Kai-Fu Lee, former head of Google China, is pivoting his AI startup, 01.AI, to fully embrace the open-source Deepseek model, claiming it poses an existential threat to OpenAI's business model.

In an interview with the South China Morning Post, Lee revealed his company has abandoned its previous strategy of training proprietary large language models, instead relying entirely on Deepseek's open-source offering. He stated that Deepseek's release triggered a "ChatGPT moment" in China, driving integration with the model by domestic hardware and software providers. This decision followed a surge in Chinese corporate demand for Deepseek in late January.

DeepSeek

Lee believes Deepseek's free and open-source nature presents a fundamental challenge to OpenAI: "Sam Altman's worst nightmare is that his competitor is free. I've already met many people who canceled their ChatGPT subscriptions because Deepseek is free."
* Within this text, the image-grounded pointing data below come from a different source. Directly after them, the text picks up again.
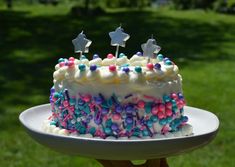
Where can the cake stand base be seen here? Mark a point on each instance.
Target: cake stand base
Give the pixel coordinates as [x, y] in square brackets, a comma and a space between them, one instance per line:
[205, 127]
[162, 162]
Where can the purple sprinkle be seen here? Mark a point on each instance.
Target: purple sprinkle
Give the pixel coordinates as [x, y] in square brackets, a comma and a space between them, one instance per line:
[66, 94]
[129, 120]
[114, 127]
[129, 109]
[118, 109]
[127, 96]
[104, 111]
[157, 66]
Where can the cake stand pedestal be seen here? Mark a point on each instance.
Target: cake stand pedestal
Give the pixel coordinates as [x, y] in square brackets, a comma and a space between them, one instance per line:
[205, 127]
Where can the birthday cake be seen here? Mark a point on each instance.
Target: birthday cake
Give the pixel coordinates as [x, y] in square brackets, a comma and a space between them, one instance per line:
[117, 97]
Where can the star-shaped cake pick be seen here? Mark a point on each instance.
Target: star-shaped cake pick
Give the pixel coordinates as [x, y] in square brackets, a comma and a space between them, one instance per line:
[81, 43]
[149, 48]
[118, 38]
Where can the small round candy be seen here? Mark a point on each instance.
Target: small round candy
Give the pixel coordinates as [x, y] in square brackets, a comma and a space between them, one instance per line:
[60, 60]
[71, 63]
[114, 127]
[126, 69]
[98, 121]
[112, 68]
[118, 109]
[157, 66]
[138, 69]
[129, 120]
[104, 111]
[107, 131]
[129, 109]
[116, 117]
[149, 123]
[150, 66]
[83, 57]
[121, 55]
[82, 67]
[168, 62]
[160, 57]
[139, 54]
[71, 59]
[110, 56]
[95, 56]
[141, 104]
[93, 67]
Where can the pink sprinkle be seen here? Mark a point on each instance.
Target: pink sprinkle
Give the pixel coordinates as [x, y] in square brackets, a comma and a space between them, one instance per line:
[66, 103]
[154, 110]
[165, 129]
[160, 115]
[62, 64]
[87, 98]
[116, 117]
[168, 105]
[71, 59]
[71, 64]
[168, 112]
[112, 68]
[64, 124]
[150, 66]
[174, 96]
[110, 56]
[141, 104]
[161, 107]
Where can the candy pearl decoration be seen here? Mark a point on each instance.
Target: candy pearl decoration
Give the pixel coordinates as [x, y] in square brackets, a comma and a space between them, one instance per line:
[160, 57]
[71, 59]
[139, 54]
[110, 56]
[121, 55]
[83, 57]
[82, 67]
[168, 62]
[126, 69]
[71, 63]
[141, 104]
[150, 66]
[93, 67]
[112, 68]
[138, 69]
[60, 60]
[157, 66]
[95, 56]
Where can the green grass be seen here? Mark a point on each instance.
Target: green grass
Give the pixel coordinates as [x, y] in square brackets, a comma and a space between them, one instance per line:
[33, 38]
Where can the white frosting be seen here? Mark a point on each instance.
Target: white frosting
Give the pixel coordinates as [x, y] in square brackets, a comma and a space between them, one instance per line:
[151, 82]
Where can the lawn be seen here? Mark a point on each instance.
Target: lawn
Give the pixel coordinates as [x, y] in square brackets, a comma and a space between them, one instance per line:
[33, 38]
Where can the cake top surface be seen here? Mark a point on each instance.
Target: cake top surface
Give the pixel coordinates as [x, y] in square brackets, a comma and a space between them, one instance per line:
[137, 69]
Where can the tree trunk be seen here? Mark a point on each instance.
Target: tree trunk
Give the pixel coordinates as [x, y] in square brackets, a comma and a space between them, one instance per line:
[9, 4]
[87, 4]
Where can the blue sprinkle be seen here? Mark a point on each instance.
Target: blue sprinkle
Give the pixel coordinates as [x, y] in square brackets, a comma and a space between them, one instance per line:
[160, 57]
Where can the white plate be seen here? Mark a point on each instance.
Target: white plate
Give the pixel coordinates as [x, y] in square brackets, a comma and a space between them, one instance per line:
[205, 127]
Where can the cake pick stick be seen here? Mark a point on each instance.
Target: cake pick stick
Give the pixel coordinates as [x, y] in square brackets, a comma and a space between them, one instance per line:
[150, 47]
[118, 38]
[81, 44]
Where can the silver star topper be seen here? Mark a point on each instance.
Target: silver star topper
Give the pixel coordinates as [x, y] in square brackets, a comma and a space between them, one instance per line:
[118, 37]
[81, 43]
[150, 47]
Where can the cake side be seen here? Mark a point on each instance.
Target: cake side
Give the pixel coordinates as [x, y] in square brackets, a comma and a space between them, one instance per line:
[117, 97]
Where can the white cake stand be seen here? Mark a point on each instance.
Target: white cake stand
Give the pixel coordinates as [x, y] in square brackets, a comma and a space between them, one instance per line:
[205, 127]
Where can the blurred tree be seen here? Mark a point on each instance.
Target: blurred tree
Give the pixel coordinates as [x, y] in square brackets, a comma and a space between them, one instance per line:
[128, 3]
[9, 4]
[187, 4]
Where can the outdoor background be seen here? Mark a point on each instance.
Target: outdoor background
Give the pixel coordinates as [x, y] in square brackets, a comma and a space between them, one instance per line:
[198, 35]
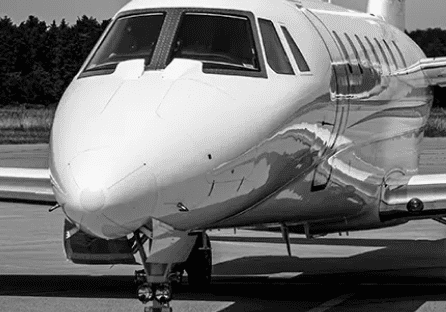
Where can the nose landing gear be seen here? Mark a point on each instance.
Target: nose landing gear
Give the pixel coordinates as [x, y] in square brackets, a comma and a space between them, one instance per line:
[164, 266]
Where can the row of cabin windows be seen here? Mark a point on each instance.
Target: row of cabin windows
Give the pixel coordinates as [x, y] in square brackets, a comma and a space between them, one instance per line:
[387, 62]
[275, 52]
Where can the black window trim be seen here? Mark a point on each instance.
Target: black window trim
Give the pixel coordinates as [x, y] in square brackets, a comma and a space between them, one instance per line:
[172, 20]
[391, 53]
[386, 60]
[355, 52]
[364, 50]
[303, 68]
[373, 50]
[292, 73]
[400, 53]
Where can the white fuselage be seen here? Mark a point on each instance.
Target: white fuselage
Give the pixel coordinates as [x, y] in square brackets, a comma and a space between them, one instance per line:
[144, 141]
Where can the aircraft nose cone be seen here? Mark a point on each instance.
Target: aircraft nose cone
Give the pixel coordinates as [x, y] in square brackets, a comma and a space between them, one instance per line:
[92, 200]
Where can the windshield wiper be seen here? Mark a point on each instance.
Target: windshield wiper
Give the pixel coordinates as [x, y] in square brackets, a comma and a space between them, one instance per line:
[232, 65]
[109, 65]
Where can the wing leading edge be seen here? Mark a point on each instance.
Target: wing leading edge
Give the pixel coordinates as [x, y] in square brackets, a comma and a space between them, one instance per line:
[26, 185]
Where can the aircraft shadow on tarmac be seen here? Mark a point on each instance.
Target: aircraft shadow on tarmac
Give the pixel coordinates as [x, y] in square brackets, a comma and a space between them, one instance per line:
[418, 267]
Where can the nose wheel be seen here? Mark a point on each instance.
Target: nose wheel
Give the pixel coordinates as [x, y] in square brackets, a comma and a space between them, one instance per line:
[154, 283]
[155, 287]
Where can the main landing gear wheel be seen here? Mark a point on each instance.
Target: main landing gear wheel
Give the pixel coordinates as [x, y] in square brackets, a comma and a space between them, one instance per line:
[199, 264]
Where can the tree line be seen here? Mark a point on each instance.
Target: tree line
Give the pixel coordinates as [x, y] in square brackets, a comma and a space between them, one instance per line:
[38, 61]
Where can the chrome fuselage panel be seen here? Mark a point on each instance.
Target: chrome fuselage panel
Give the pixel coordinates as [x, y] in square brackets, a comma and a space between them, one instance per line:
[240, 150]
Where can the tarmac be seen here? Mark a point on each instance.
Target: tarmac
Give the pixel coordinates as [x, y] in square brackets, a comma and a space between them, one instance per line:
[396, 269]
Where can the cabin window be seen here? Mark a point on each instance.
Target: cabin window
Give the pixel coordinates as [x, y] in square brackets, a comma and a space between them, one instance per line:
[355, 51]
[364, 50]
[373, 50]
[391, 53]
[401, 54]
[344, 51]
[220, 41]
[300, 60]
[275, 53]
[131, 37]
[386, 60]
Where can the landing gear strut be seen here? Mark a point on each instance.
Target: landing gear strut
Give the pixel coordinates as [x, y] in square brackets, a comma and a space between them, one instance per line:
[199, 264]
[151, 283]
[164, 266]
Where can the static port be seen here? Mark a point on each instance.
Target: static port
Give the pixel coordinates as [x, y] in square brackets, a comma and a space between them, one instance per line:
[415, 205]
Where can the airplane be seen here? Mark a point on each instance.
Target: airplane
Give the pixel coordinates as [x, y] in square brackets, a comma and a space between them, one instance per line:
[188, 116]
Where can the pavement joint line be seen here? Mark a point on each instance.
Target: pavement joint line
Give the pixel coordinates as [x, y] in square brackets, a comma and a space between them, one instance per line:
[332, 303]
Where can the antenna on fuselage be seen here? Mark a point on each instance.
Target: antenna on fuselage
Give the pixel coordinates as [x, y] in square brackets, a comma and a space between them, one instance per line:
[392, 11]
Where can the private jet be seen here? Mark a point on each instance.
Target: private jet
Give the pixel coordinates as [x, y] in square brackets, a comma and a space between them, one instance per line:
[188, 116]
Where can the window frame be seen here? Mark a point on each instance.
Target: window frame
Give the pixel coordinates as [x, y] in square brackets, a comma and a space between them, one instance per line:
[161, 54]
[344, 51]
[364, 50]
[378, 60]
[386, 60]
[280, 46]
[299, 59]
[392, 56]
[400, 53]
[355, 52]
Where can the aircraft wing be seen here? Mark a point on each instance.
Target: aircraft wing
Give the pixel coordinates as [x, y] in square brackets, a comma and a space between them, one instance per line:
[429, 188]
[428, 71]
[26, 185]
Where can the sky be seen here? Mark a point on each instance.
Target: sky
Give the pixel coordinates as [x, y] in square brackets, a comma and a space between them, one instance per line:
[421, 14]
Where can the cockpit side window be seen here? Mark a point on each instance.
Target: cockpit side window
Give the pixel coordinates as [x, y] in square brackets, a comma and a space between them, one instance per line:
[131, 37]
[221, 41]
[275, 53]
[300, 60]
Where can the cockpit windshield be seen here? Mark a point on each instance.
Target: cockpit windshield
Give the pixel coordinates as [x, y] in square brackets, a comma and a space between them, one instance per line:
[131, 37]
[220, 40]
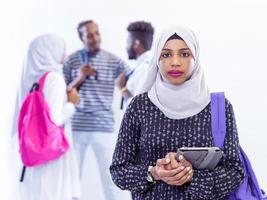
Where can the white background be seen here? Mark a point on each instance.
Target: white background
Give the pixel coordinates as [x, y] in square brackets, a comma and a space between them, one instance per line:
[233, 41]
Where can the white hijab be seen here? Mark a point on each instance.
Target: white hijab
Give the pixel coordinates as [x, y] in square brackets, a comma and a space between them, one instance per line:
[44, 54]
[178, 101]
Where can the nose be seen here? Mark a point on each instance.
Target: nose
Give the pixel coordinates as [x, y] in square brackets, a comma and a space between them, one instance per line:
[176, 61]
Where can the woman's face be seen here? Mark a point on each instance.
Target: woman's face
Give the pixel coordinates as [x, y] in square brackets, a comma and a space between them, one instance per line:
[175, 61]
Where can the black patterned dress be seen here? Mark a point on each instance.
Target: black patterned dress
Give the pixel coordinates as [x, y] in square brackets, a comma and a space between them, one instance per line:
[146, 135]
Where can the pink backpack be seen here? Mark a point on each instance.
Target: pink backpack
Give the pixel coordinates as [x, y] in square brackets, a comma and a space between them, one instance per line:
[40, 139]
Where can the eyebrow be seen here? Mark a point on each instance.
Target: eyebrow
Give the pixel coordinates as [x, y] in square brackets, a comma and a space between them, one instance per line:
[182, 49]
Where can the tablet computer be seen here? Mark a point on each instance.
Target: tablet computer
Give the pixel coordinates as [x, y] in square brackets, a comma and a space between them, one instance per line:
[201, 157]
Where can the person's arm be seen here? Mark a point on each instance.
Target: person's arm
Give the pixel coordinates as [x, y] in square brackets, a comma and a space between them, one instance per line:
[125, 172]
[55, 94]
[126, 94]
[71, 82]
[220, 182]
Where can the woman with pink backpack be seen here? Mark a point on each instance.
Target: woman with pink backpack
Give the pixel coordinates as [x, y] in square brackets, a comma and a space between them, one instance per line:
[49, 175]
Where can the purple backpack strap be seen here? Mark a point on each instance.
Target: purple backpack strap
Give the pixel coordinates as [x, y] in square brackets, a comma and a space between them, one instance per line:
[249, 189]
[42, 80]
[218, 120]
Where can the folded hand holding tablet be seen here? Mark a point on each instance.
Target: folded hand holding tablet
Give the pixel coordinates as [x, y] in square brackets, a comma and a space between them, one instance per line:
[201, 157]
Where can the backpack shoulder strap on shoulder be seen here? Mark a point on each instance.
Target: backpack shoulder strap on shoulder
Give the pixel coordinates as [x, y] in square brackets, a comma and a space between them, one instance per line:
[218, 119]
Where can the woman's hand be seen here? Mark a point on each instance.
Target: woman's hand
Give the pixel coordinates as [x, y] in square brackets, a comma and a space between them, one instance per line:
[174, 172]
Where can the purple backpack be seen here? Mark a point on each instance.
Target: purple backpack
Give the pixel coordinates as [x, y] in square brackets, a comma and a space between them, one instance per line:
[249, 189]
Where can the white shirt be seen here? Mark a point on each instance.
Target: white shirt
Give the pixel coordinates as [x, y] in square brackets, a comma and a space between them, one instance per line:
[136, 80]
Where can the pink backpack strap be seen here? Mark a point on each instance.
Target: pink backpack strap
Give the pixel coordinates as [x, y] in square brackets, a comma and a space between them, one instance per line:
[42, 80]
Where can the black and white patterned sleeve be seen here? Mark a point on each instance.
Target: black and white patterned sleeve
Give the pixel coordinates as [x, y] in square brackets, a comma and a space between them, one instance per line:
[125, 172]
[220, 182]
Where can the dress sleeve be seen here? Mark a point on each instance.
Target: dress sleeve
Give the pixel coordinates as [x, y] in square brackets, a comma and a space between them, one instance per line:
[125, 170]
[55, 95]
[220, 182]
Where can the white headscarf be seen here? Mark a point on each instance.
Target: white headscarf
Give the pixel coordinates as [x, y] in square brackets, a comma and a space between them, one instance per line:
[44, 54]
[178, 101]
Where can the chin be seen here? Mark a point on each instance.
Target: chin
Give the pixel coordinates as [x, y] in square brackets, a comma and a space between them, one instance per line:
[177, 82]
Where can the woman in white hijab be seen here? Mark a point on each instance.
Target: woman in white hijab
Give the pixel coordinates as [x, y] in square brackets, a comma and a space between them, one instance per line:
[173, 112]
[57, 179]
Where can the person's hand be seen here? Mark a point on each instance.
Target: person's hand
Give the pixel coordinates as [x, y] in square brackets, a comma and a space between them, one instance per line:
[122, 80]
[73, 96]
[86, 70]
[174, 172]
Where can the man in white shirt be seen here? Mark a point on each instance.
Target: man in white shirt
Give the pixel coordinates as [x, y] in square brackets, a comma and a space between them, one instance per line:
[139, 42]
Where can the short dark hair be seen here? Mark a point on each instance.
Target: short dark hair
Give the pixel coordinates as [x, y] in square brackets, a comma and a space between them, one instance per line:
[143, 31]
[81, 25]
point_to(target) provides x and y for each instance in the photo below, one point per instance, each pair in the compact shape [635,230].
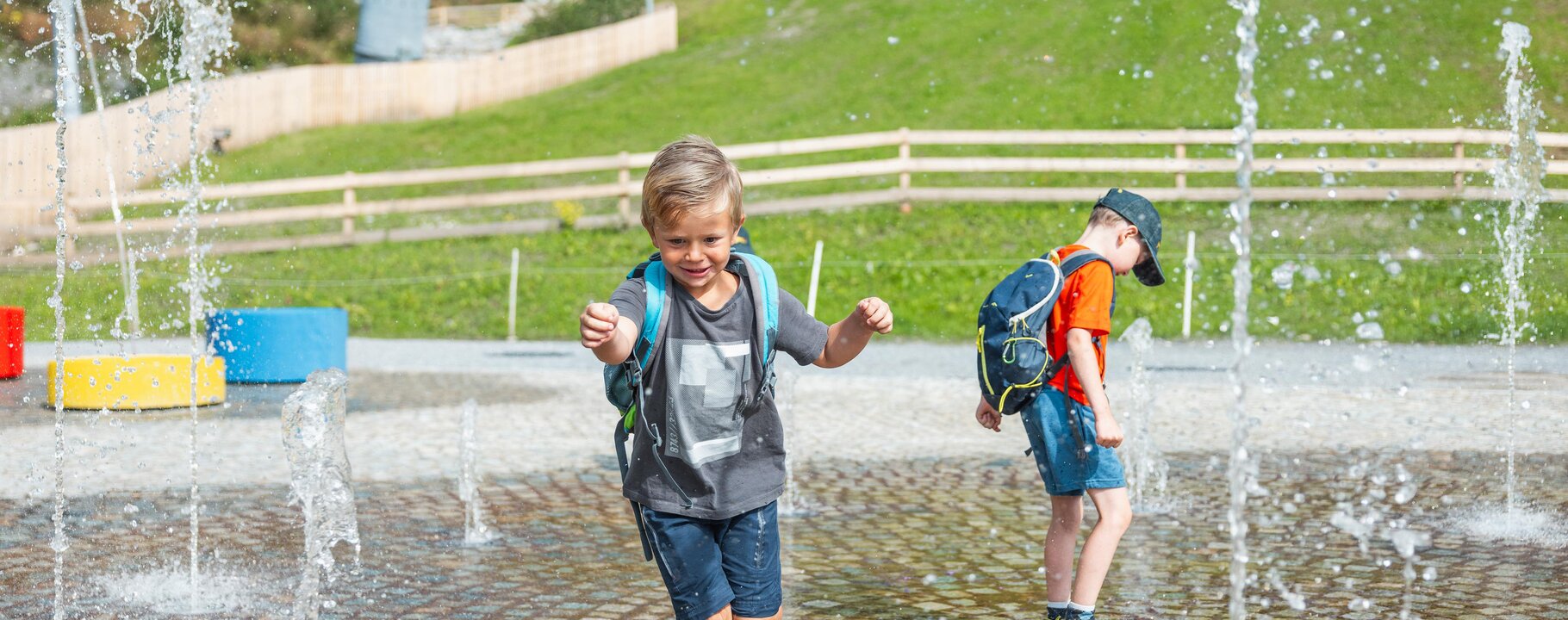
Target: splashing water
[1518,177]
[1514,226]
[1148,474]
[470,480]
[320,480]
[793,503]
[166,591]
[204,41]
[128,260]
[65,88]
[1241,472]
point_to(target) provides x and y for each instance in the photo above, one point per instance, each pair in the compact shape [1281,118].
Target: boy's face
[696,248]
[1129,251]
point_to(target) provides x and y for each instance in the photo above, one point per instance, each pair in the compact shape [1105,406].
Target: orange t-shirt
[1084,302]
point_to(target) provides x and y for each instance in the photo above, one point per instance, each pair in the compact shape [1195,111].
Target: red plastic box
[9,342]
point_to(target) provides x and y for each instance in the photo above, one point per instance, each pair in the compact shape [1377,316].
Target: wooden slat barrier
[899,168]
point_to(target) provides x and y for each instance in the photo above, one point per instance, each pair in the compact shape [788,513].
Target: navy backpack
[1013,362]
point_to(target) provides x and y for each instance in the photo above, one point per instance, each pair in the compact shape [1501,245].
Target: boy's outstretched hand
[875,315]
[988,417]
[598,325]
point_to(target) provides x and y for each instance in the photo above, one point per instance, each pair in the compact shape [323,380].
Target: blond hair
[690,176]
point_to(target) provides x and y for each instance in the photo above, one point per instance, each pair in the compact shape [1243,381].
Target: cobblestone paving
[888,539]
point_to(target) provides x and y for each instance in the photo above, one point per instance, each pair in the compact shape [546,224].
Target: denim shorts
[707,564]
[1065,451]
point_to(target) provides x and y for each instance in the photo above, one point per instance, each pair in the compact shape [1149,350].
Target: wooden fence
[900,164]
[254,107]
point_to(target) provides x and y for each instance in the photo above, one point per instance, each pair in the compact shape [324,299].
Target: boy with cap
[1070,426]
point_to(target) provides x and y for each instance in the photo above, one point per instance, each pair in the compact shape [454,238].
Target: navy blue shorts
[1065,448]
[709,564]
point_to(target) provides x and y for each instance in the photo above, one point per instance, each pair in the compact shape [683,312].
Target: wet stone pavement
[912,511]
[887,539]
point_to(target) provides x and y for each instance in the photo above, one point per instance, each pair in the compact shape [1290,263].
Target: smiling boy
[707,464]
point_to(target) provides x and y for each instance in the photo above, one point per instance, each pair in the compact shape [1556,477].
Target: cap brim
[1148,271]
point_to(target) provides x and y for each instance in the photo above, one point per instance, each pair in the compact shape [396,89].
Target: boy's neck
[1098,240]
[717,292]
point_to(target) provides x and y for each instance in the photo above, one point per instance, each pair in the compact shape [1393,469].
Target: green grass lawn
[751,71]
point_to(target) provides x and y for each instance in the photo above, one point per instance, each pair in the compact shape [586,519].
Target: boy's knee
[1071,517]
[1118,518]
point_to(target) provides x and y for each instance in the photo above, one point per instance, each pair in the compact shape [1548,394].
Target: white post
[816,275]
[1187,268]
[512,304]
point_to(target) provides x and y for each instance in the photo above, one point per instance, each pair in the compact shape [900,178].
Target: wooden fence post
[904,170]
[348,202]
[1459,176]
[626,189]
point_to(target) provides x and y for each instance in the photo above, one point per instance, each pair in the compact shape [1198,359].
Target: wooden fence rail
[904,164]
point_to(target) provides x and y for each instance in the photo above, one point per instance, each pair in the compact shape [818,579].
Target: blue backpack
[623,381]
[1013,361]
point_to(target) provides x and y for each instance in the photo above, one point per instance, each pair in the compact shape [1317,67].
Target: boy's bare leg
[1115,516]
[1067,516]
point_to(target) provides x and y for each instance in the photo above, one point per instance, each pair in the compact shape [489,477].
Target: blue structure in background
[278,344]
[391,30]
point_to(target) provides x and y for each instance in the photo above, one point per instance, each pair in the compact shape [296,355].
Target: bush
[569,16]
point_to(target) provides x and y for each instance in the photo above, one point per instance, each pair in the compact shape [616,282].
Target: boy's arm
[849,337]
[1086,365]
[609,334]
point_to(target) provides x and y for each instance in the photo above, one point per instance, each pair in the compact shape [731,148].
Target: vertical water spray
[1148,474]
[65,88]
[793,503]
[320,480]
[1239,472]
[204,41]
[1518,179]
[470,478]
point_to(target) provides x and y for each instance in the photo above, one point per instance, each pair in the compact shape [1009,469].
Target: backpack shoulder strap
[766,293]
[1080,260]
[656,290]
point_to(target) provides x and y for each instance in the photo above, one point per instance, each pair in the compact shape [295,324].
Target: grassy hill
[756,71]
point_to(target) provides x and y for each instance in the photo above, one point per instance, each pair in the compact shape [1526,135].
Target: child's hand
[988,417]
[598,325]
[875,315]
[1107,432]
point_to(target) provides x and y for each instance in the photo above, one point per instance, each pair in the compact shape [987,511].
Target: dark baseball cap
[1141,212]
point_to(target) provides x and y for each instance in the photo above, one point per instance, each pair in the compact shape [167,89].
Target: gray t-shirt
[726,462]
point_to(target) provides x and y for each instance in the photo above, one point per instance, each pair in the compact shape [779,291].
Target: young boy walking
[1071,430]
[707,461]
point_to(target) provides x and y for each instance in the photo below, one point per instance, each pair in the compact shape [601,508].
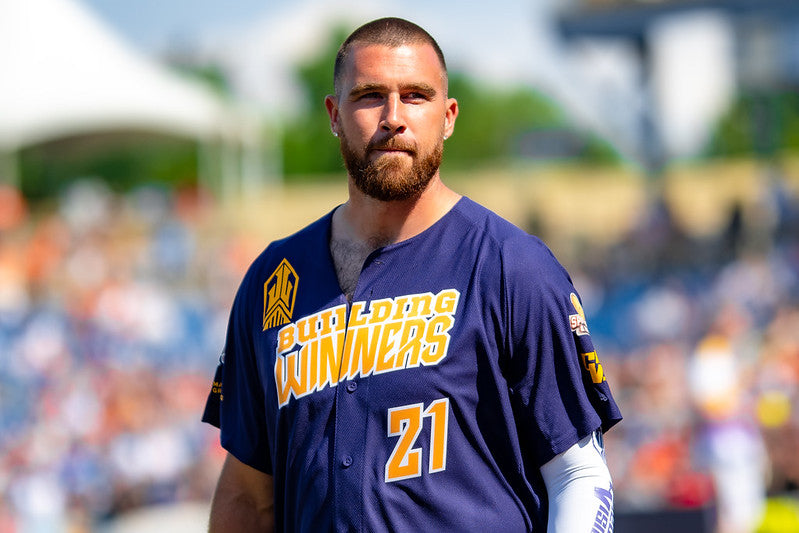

01.AI, with 200 employees, now plans to focus on customizing the Deepseek model for enterprise clients in finance, gaming, and legal sectors. Despite the strategic shift, Lee insists his company's technical expertise remains valuable, particularly in model training, fine-tuning, and inference. He projects Q1 2025 revenue to reach 100 million RMB ($13 million USD), equaling the company's entire 2024 revenue, though 01.AI is not yet profitable.

Regarding OpenAI and Anthropic's recent urging of the US government to ban the Deepseek model, Lee calls it a "display of paranoia": "They're watching their house of cards crumble because someone built an equally good house for free."

Lee also highlights the massive disparity in operating costs: OpenAI reportedly spent $7 billion in 2024, while Deepseek's cost is estimated at around 2% of that. He describes Deepseek as "infinitely sustainable," as its founders have sufficient funding and have reduced computational costs by 5 to 10 times.